According to the Mayo Clinic, back pain is one of the single biggest reasons that people pay a visit to their doctors. What's worse, "it is the leading cause of disability worldwide." As the NIH has reported, "one-quarter of adults have at least one day of lower back pain in a three-month period." Throw in a full year of working-from-home in ergonomically nightmarish dining-room chairs and the mass closure of gyms, and no doubt those figures are looking increasingly worse.
Believe it or not, there are some great little exercises you can do while seated at your desk that can give you back some much needed love. What follow are three great little exercise moves—all inspired by Pilates, the strengthening-and-stretching mode of exercise that famously targets the core muscles and relieves strain to the back. Follow the prescribed movements and instructions, and you'll be feeling less pain in your own lower back.
Sit tall in your chair with your lower back flat against your backrest, shoulders square, feet flat on the floor, and knees together. Inhale through your nose and scoop your stomach muscles inward and up for a count of 5. Release. Do 3 to 5 reps.
Sit with your back straight and your knees together.
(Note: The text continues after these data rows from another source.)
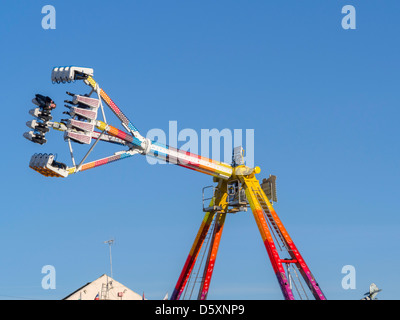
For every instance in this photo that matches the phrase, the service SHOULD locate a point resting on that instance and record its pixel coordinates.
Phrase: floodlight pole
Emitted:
(110, 242)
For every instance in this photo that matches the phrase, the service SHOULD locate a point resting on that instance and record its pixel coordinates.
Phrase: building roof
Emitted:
(104, 288)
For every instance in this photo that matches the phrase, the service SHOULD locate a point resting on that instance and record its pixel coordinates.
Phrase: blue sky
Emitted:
(323, 103)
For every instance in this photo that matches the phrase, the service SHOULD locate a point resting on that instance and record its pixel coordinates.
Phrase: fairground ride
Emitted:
(235, 185)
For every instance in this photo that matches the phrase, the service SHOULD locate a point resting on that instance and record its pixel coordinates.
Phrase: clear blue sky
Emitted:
(323, 101)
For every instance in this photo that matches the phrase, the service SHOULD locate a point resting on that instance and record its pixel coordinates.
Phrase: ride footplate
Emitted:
(46, 165)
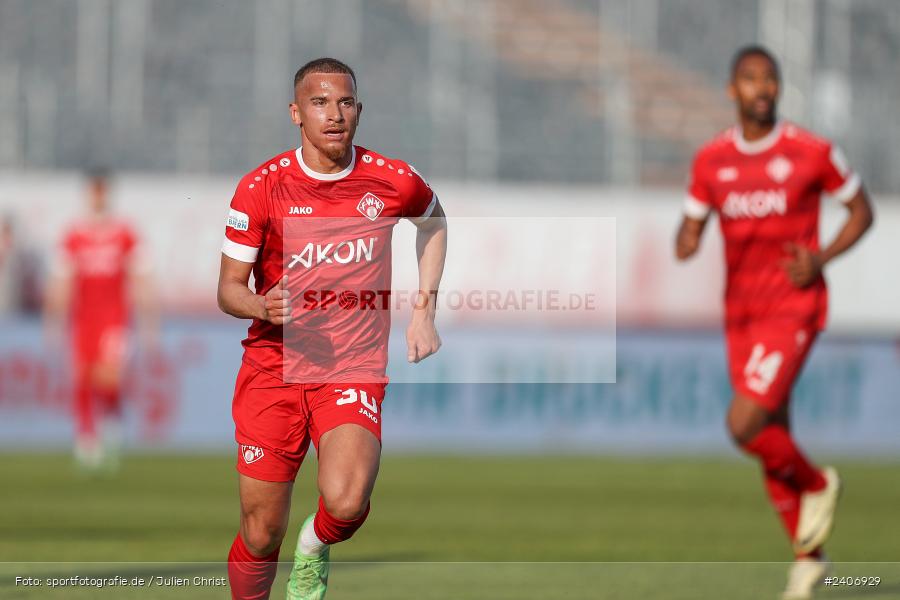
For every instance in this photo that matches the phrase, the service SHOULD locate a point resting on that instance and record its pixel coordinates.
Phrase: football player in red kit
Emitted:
(99, 278)
(306, 223)
(764, 178)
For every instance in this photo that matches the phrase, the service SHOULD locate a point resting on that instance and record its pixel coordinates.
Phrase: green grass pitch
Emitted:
(449, 527)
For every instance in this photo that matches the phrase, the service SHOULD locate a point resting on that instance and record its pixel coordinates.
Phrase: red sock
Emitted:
(85, 427)
(250, 577)
(110, 402)
(786, 502)
(781, 459)
(332, 530)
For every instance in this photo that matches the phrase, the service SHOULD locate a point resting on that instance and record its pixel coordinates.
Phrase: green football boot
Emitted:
(309, 576)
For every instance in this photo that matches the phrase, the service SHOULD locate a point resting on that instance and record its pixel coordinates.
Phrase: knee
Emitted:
(262, 535)
(346, 505)
(742, 431)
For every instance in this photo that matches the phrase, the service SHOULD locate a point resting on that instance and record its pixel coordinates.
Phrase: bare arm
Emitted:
(803, 266)
(431, 249)
(687, 241)
(238, 300)
(859, 220)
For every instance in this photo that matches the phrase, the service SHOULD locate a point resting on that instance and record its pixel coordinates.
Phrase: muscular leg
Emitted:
(786, 471)
(253, 559)
(349, 457)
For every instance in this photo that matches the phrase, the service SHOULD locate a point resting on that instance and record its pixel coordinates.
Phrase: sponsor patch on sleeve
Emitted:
(238, 220)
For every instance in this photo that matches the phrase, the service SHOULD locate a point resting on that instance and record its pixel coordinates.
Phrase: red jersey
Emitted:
(98, 253)
(767, 194)
(331, 235)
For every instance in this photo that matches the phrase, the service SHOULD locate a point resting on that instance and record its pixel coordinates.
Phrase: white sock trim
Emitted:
(310, 544)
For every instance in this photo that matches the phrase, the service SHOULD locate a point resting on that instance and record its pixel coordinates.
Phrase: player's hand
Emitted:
(278, 304)
(802, 265)
(422, 339)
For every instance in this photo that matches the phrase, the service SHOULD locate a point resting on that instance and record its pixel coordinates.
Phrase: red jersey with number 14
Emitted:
(767, 195)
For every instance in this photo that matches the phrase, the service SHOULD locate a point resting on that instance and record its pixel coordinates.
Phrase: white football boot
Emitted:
(817, 514)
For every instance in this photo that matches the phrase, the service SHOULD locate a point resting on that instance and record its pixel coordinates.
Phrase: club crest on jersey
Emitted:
(251, 454)
(727, 174)
(370, 206)
(779, 169)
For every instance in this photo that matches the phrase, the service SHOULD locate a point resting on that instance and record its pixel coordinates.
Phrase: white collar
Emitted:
(327, 176)
(760, 145)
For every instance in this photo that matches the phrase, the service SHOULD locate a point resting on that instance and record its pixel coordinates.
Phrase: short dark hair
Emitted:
(324, 65)
(753, 50)
(97, 173)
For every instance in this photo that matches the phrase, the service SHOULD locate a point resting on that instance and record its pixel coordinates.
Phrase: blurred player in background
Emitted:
(764, 178)
(362, 195)
(100, 277)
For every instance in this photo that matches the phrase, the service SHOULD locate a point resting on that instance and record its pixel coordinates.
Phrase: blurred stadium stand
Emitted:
(554, 90)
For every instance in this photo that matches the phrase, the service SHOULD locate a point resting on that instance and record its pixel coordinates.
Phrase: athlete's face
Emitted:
(754, 87)
(327, 111)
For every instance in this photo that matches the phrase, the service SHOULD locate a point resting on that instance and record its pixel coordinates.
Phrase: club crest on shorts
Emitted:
(370, 206)
(251, 454)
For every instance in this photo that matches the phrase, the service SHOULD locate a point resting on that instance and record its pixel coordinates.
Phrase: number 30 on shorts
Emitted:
(352, 395)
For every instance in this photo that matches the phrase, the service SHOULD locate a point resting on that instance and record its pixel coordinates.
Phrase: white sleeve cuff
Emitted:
(695, 209)
(428, 210)
(848, 191)
(239, 251)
Using your gluteus maximus, lift and straighten your leg, keeping your stomach scooped. Hold for 5 seconds. Repeat on both sides 3 to 5 times. This works your core muscles.
Sit up straight and turn your head to the right as far as you can. Hold. Keep your chin parallel to the floor. Now turn to the left and hold. Repeat 4 times. This will eliminate tension at the base of your neck before it can travel down your back.